The most performance critical aspect of our code is the margin function. Recall that the margin function is of type cand -> cand -> Z and that it depends on the entire set of ballots. Internally, it is represented by a closure [17] so that margins are re-computed with every call. The single largest efficiency improvement in our code was achieved by memorization, i.e. representing the margin function (in Coq) via list lookup. With this (and several smaller) optimisation, we can count millions of votes using verified code. Below, we include our timing graphs, based on randomly generated ballots while keeping number of candidates constant i.e. 4.

Fig. 1.
figure 1

Experimental results

On the left, we report timings (in seconds) for the computation of winners, whereas on the right, we include the time to additionally compute a universally verifiable certificate that attests to the correctness of the count. This is consistent with known computational complexity of Schulze counting i.e. linear in number of ballots and cubic in candidates. The experiments were carried out on a system equipped with Intel core i7 processor and 16 GB of RAM. We notice that the computation of the certificate adds comparatively little in computational cost (Fig. 1).

At this moment, our implementation requires that we store all ballots in main memory as we need to parse the entire list of ballots before making it available to our verified implementation so that the total number of ballots we can count is limited by main memory in practise. We can count real-world size elections (8 million ballot papers) on a standard, commodity desktop computer with 16 GB of main memory.

7 Discussion and Further Work

This paper argues that there is no excuse to use vote counting software in elections to public office (or otherwise) that is neither verified (i.e. the correctness of the software has been established using formal methods) nor verifiable (i.e. stakeholders can independently ascertain the correctness of individual executions of the software). We have argued that both verification and verifiability are desiderata from the perspective of law and trust. Finally, our experimental results show that both verification and verifiability can be achieved in realistic settings.

Our case study (Schulze voting) was chosen as it showcases how we can bridge a non-trivial gap between certificates and the winning conditions of the voting scheme under consideration. Despite the fact that the Schulze method is not used for elections to public office, we are convinced that the same programme can (and should!) be carried out for other preferential voting schemes.

As the precise notion of certificate depends on the exact description of the voting protocol, it is clear that this paper merely provides a case study. For other voting systems, in particular the notion of certificate needs to be adapted to in fact witness the correctness of the determination of winners. As a toy example, this has been carried out for first-past-the-post (plurality) voting and a simple version of single transferable vote [23]. The more realistic scenario of single transferable vote with fractional transfer values is being considered in [11] where real-word size case studies are being reported. Given that the nature of certificates is crucially dependent on the voting protocol under scrutiny, the complexity and size of certificates necessarily differs from case to case. While our general experience seems to indicate that computing certificates incurs little overhead, this remains to be investigated more formally.

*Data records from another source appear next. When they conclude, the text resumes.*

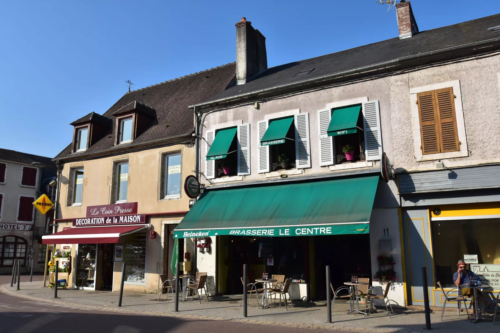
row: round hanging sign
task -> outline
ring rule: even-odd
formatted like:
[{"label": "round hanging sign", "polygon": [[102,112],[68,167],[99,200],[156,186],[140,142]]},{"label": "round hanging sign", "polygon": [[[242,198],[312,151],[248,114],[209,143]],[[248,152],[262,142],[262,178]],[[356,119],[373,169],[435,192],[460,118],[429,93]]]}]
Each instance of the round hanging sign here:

One aspect that we have not considered here is encryption of ballots to safe-guard voter privacy which can be incorporated using protocols such as shuffle-sum [4] and homomorphic encryption [28]. The key idea here is to formalise a given voting scheme based on encrypted ballots, and then to establish a homomorphic property: the decryption of the result obtained from encrypted ballots is the same as the result obtained from the decrypted ballots. We leave this to further work.